When disaster comes at doorstep, nations look the other waytext_fields
It is a suicidal spectacle that national leaderships remain indifferent in the face of impending disaster, with our blindness to the rapidly approaching climate catastrophe making up a human race that has experienced it first hand and still is not even alert or aware of that danger is suicidal. Reports coming out ahead of the climate summit (COP 27) to be held in Sharm El Sheikh, Egypt from November 7 to 18 under the auspices of the UN do not bode well. The 2015 Paris Summit (COP 21) decided to limit global warming to 1.5°C above pre-industrial levels. It was also found that the ceiling of 1.5 degrees cannot be compromised because if it is not complied with, the Earth will sink into irreversible destruction. However, the results of recent studies released by three UN agencies indicate that this inviolable limit also run the risk of being breached. The U.N. Environment Agency says it is on the way to exceeding 1.5 degrees and may reach 2.8 degrees by the end of the century. Even if the targets set at COP 21 and renewed at COP 26 in Glasgow last year are fulfilled, the rise in temperature will exceed 2.5 degrees. Those goals, however, are nowhere near being fulfilled the way nations are moving now. The UN Framework Convention report also confirms that countries have not even come close to the goals they committed themselves to in Glasgow. The World Meteorological Organization's study found that emissions of all three greenhouse gases (nitrous oxide, carbon dioxide and methane) that cause the heat in the atmosphere are increasing and reached a record level in 2021.
Many other reports also give the same hazard signals. The extreme heat, drought, floods and storms experienced by the world last year are a precursor to what is to come. UN Secretary-General Guterres also has bluntly said that if stringent action is not taken quickly, the result will be disastrous. Despite such constant reminders of science and experience, leaders of nations are guilty of criminal negligence. Europe has experienced the greatest heat in history this year. But at the same time when science warns that temperatures are only going to get hotter and that this will be the least warm year in our lifetime, many countries are increasing their consumption of pollutant fossil fuels. Western oil companies are reaping huge profits. At the same time, millions of people in poor countries are becoming refugees due to climate disasters. East Africa is starving. The World Bank has warned that 19 percent of the Earth will become uninhabitable in the next 50 years due to extreme heat and drought. Figures also indicate that the longer the delay in finding a solution, the greater the economic losses for the entire world (especially the poor).
Since greater suffering and loss are on the poor countries that have caused the least amount of pollution and not the rich countries that are more responsible for pollution, the core of the solution lies in climate justice. Of the loss suffered due to climate disaster between 1992 and 2013 - which may go up to 30 lakh crore dollar - the brunt of the burden was on the shoulders of the poor countries. Yet the rich countries have not handed over even half of the sums they had pledged to give as compensation and mandatory aid. It is this situation that makes COP 27 particularly significant. But many world leaders are not seized of the gravity of this problem. An example is British Prime Minister Rishi Sunak, who while taking office said that he would give prime consideration to the environment. But not only is he not going to attend Cop 27 missing his first chance to prove his commitment, but reports even indicate that he has also informed the eco-friendly King Charles that he need not attend.

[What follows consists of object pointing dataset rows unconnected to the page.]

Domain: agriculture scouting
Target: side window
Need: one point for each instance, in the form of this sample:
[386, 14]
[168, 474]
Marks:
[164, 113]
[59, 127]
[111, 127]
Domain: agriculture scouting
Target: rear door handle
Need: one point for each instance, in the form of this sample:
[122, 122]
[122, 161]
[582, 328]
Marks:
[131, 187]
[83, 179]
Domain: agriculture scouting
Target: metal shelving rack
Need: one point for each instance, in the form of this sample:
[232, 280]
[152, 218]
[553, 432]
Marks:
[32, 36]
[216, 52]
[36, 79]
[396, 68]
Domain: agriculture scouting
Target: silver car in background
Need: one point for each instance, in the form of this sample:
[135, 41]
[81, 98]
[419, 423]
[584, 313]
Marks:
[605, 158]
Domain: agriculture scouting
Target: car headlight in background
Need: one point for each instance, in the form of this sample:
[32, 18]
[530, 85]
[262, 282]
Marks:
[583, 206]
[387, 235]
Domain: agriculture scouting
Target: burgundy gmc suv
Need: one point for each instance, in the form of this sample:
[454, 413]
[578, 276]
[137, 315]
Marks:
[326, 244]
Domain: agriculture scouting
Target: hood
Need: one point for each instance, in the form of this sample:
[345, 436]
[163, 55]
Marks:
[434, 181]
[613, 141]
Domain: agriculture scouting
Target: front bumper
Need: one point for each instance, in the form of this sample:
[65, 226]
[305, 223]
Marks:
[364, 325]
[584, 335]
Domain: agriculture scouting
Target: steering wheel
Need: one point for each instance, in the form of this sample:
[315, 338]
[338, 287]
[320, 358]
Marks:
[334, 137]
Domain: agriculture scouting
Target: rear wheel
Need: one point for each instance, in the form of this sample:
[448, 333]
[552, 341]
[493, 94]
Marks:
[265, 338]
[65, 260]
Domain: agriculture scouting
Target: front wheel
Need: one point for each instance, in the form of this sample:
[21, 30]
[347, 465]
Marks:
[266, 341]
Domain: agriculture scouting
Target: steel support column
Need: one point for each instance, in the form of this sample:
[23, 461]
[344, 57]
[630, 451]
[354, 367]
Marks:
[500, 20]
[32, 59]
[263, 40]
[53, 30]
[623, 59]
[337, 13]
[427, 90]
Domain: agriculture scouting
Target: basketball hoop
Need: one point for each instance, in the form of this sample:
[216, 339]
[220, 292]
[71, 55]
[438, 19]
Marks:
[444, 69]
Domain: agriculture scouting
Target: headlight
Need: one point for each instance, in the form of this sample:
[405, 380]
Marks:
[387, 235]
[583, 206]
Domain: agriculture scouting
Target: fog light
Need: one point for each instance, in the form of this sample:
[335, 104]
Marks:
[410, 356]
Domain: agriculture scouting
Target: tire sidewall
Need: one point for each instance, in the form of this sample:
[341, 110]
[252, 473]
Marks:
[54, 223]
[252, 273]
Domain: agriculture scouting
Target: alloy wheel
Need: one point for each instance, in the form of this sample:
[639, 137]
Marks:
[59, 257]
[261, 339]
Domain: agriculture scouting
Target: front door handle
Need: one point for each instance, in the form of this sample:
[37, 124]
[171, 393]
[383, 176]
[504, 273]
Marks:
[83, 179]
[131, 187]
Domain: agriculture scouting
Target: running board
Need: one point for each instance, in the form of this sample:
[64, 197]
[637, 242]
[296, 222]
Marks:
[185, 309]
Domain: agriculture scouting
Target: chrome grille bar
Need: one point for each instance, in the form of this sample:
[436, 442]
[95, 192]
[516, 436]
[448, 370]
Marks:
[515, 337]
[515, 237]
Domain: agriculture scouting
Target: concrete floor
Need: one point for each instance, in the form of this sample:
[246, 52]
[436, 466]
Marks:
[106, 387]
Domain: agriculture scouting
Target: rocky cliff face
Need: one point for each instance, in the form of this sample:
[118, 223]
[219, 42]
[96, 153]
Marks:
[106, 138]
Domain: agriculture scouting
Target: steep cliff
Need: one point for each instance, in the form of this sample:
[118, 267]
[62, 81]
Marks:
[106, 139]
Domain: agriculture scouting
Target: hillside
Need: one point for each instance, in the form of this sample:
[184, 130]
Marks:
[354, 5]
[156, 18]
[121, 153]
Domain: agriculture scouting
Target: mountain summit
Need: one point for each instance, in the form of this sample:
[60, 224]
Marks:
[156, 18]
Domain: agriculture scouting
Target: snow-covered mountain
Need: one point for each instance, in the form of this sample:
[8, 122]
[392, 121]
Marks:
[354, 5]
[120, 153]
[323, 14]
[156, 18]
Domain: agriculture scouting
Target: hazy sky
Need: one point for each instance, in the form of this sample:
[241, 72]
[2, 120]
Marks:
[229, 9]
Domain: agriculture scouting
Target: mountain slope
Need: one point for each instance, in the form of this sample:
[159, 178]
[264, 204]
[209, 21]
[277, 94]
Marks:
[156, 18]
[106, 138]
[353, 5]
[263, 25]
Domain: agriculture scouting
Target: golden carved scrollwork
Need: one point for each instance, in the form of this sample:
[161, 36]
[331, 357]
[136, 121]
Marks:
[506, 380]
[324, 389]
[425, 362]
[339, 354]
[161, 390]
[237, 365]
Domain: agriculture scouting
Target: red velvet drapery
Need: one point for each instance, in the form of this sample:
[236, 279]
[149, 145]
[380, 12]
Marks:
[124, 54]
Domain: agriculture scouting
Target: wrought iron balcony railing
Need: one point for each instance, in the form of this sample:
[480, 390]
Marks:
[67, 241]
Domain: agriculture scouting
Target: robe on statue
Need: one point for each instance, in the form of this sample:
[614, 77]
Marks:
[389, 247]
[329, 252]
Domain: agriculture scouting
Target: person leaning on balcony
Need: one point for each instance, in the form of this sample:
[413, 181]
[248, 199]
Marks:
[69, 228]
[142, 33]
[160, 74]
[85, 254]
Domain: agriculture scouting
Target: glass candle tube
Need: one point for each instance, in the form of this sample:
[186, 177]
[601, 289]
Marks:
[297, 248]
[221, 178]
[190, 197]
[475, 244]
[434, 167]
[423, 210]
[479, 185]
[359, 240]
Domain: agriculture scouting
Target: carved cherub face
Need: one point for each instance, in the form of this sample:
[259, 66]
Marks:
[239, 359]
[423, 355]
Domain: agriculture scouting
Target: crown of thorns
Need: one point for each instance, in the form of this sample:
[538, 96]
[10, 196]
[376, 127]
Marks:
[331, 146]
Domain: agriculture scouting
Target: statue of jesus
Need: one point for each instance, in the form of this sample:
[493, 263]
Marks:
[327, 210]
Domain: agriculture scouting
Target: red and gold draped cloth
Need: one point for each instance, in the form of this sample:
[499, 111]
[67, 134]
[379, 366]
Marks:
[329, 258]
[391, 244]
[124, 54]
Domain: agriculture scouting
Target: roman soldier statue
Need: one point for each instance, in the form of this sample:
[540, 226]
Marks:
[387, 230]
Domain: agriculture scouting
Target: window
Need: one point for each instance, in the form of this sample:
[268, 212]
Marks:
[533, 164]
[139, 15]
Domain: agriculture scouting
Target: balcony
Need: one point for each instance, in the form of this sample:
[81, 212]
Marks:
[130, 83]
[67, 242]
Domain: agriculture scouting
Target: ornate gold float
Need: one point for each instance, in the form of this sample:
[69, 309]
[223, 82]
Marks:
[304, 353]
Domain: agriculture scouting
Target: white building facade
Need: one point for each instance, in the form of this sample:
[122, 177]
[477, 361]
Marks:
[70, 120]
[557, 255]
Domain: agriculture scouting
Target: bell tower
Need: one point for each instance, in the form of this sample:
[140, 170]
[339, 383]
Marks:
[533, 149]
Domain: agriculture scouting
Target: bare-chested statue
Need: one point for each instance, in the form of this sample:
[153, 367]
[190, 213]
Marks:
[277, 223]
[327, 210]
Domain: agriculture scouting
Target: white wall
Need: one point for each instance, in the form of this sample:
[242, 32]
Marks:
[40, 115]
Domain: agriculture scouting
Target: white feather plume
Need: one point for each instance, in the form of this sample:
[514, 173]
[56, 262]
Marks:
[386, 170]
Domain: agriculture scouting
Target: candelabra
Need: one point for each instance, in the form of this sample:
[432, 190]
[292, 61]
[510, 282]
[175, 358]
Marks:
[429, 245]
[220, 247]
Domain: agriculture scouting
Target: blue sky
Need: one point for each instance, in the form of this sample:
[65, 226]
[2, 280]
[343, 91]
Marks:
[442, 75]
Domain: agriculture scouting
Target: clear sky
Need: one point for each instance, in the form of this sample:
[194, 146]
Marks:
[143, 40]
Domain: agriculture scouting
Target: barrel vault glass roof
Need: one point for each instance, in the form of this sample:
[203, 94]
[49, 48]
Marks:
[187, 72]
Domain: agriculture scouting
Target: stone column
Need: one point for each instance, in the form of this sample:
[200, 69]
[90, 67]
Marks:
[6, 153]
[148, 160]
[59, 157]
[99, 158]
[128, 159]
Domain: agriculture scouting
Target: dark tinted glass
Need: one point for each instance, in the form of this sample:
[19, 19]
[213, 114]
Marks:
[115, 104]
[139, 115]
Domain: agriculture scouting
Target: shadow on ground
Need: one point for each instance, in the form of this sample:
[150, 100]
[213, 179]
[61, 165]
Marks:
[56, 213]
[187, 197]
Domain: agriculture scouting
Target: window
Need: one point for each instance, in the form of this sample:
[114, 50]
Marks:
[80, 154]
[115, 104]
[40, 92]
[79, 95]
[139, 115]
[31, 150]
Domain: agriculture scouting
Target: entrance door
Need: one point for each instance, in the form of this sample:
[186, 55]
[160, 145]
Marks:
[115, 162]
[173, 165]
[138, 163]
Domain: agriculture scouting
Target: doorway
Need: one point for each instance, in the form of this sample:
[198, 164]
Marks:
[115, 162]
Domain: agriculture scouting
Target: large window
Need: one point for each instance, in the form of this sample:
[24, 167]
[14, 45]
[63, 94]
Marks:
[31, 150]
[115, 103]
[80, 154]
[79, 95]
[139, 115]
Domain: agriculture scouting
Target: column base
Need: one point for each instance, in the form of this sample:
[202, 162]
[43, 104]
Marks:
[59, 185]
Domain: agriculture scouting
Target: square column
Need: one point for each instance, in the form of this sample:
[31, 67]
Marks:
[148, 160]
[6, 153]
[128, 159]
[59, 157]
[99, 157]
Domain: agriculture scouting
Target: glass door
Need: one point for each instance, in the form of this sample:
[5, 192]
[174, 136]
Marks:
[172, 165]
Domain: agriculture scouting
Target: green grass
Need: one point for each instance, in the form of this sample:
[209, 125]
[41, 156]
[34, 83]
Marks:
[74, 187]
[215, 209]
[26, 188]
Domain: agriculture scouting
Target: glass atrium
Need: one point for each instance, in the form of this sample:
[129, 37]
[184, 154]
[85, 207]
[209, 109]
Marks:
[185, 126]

The crisis of the earth can only be reversed through a collective effort. Even as the UN and the scientific community take the lead, the nations of the world are abdicating unity and choosing the path of conflict. More than half of children on earth today (56 crore) are doomed to struggle with unbearable heat waves. UNICEF warns that by 2050, 202 crore children in all will be in that condition. The older generation of today needs to show more responsibility at least keeping this child population in mind. There is a slight hope today in the development of clean alternative energy sources. If the fuel crisis in the wake of the war in Ukraine would be a catalyst for a shift to alternative energy, that would do good. At the same time, even at this point where unity is essential, the narrow-mindedness and bellicosity of nation-states will hold back even remedial efforts on climate. In short, the success of the upcoming climate summit in Egypt depends on climate justice and maturity of world leaders. Humanity can ill afford to let it fail.